Es muss die Seele ein unausgedehntes und zugleich unteilbares Prinzip sein, dass die Sinneswahrnehmung ordnet – so KANT, so schon die Antike: PLATON, (ähnlich dann auch PLOTIN; Enneade IV, 7, 6; CICERO, Tusculanae Disputationes I, 46  oder AUGUSTINUS, de trinitate 9, 3)  

KANT aporetisiert (wie in den „Träume eines Geistersehers“ 1766)   das Unausgedehntsein der Seele zu sinnlichen Bedingungen in den berühmten Antinomien der KrV 1781 nochmals. Aber hat er damit das Verhältnis von Einfachheit und Teilbarkeit wirklich gelöst? 

F. BADER vermittelte das so: Auf der Ebene der Erscheinungen ist nach KANT die Antinomie von entweder behaupteter Unausgedehntheit und Einfachheit oder von behaupteter unendlicher Teilbarkeit nie lösbar! Man muss das Sinnenweltliche als Erscheinungen (nicht Schein!) sehen – und die ganze Welt erscheint nur unter intelligiblen Bedingungen mit einem unterlegten Schema. So muss – so die halbherzige Lösung bei KANT –  nach der Perspektive der Erscheinung  entschieden werden, ob etwas unteilbar oder teilbar sein soll (2. Antinomie), ob es Freiheit oder Notwendigkeit in der Natur gibt  (3. Antinomie). Nur bei den verschiedenen Weisen der Ansicht zu  bleiben, d. h. nur auf der Ebene der Erscheinung zu bleiben, ist aber keine begründete Antwort.  Es muss das einheitliche Prinzip hinter den Antinomien selbst erkennbar sein, der Grund der Disjunktion und der verschieden-möglichen Ansichten. 2

2) Zur weiteren Problematisierung der Antinomie Unteilbarkeit, Teilbarkeit  greife ich jetzt auf Literatur von A. MUES zurück.3

Im kleinsten Bereich des Mikrokosmus kann (nach der Quantenphysik) die Position eines Elektrons weder rational/idealistisch noch real angegeben werden, weil es erst durch den Akt des Bestimmens selbst bestimmt werden kann. Eine zu messende Zeit und ein verobjektivierter Raum ist ohne Reflexion auf den Akt des Bestimmens nicht möglich. Zeit und Raum sind hochkomplexe Gebildes der Anschauung und des Denkens, die weder idealistisch noch realistisch (an Materie gebunden) gemessen werden können. Ein DEMOKRIT und LEUKIPP gingen von fixen Elementar- und Materieteilchen der Natur aus. Die Reduktion auf materialistische Verhältnisse oder materielle Disponibilitäten in der Natur war aber für PLATON in besagter Stelle des Theaitetos (184) kritisch nicht möglich. Also muss unausgedehnt (und unzeitlich) die Einheit der Seele vorausgesetzt werden, um mit den Sinnen erkennen zu können.  Nichts darf idealistisch als geistige Gegebenheit oder realistisch als materielle Gegebenheit vorausgesetzt werden! Vor aller idealistisch/realistischen Vorstellung muss die apriorische Denkmöglichkeit der Realität aus der unzentrierten und unzeitlichen Einheit des Geistes (der Seele, des Wissens) abgeleitet werden.

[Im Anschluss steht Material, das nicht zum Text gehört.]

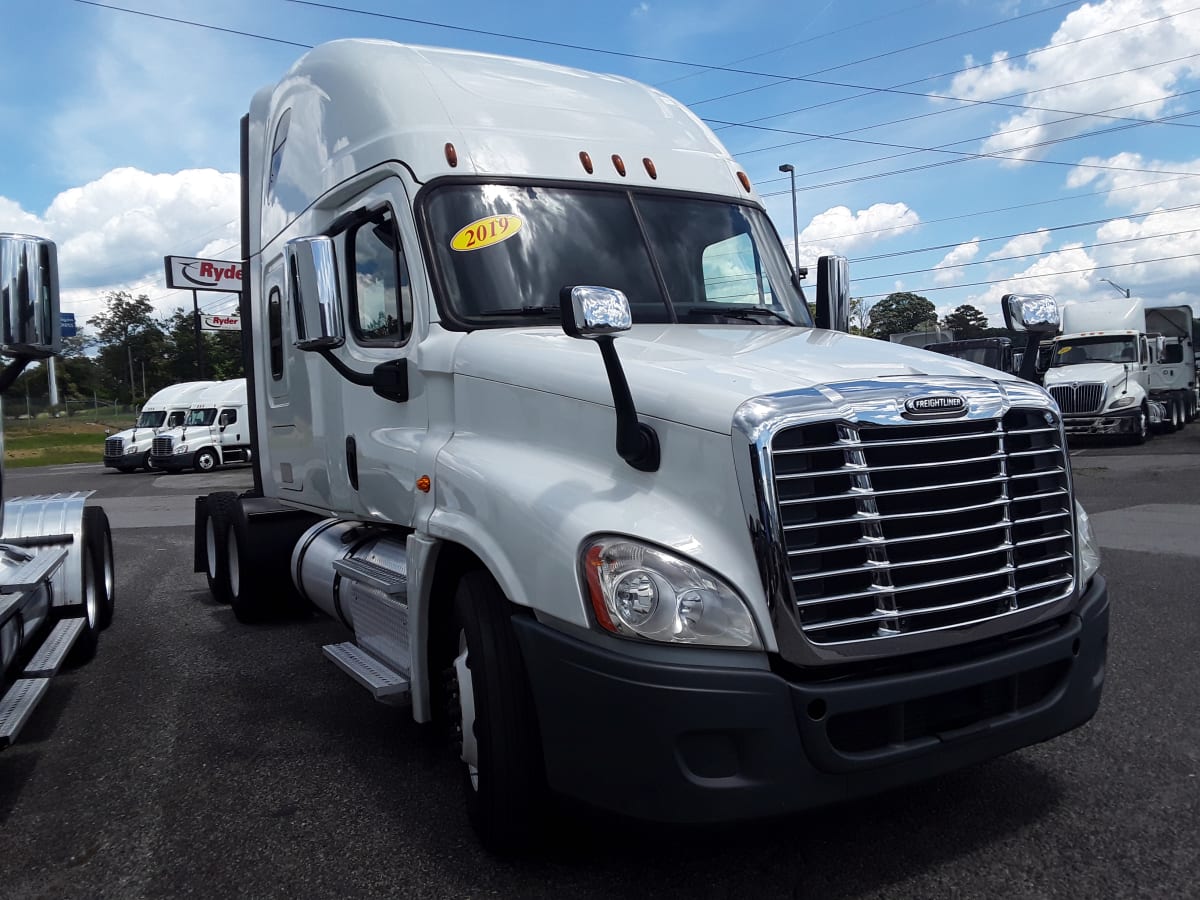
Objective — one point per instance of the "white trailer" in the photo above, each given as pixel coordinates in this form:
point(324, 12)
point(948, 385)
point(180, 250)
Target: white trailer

Im Klartext mit FICHTE gesprochen: Es ist der Akt des Bestimmens selbst,  das „Schweben der Einbildungskraft“, worin die Quelle der Anschauung liegt – und die verschiedenen Formen von Idealismus oder Realismus lassen sich in verschiedenen Abstufungen daraus ableiten.  Der Teilchen-Welle-Dualismus, oder Demokrit und Leukipp mit ihren Atomen, oder umgekehrt ein LEIBNIZ mit der Leugnung von kleinsten Teilen und dem Existieren eines Kontinuums – die Transzendentalphilosophie weiß um diese auftretenden Antinomien, weil sie die EInheit kennt und den Grund der disjunktiven Standpunkte reflektieren kann. Es muss aus dem Akt des Bestimmens selbst, aus dem Freiheitsakt, die Teilungsantinomie gelöst werden.  PLATON hat bemerkenswerter Weise, wie ich beim Nachlesen feststellte, in diesem Abschnitt des THEAITETOS das geistige (seelische) Zentrierungsargument indirekt sogar mit der Freiheitsantinomie schon zusammengebracht, weil die Seele auch für die Reflexion über Gut und Böse verantwortlich ist. 

3) Mit FICHTE gesprochen, aber durchaus auf PLATON übertragbar: Das Wissen (=Seele bei PLATON) erkennt sich in einer sinnstiftenden und sinnverstehenden, mithin in einer theoretisch wie praktisch zu bestimmenden Bildlichkeit, die wiederum in einem Begriff des wahren Bildseins gerechtfertigt wird. Das „bilden“ ist dabei das zentrale Verbum, wodurch Wissen und Sein zu einem Bildsein und in einer Bildform vereinigt werden, dessen Vereinigungsgrund und -wahrheit aber nochmals in einem absoluten Geltungsgrund gerechtfertigt sein muss. (Dies würde jetzt  nochmals eine höhere Ableitung verlangen direkt aus der Erscheinungsform des absolutum, das sich zu quantitierenden Bedingungen und in Sollensform im Bilden und im Akt der Freiheit hervortritt. Eine Bildvermittlung in einer endlichen Bildensform wäre zu wenig. Dr. Bader hat in Vorlesungen immer darauf  hingewiesen.) 
PLATON hat das wohl gehabt: Das wahrhafte Bildsein setzt  eine unausgedehnte und unteilbare und unzeitliche Einheit voraus, die Seele. 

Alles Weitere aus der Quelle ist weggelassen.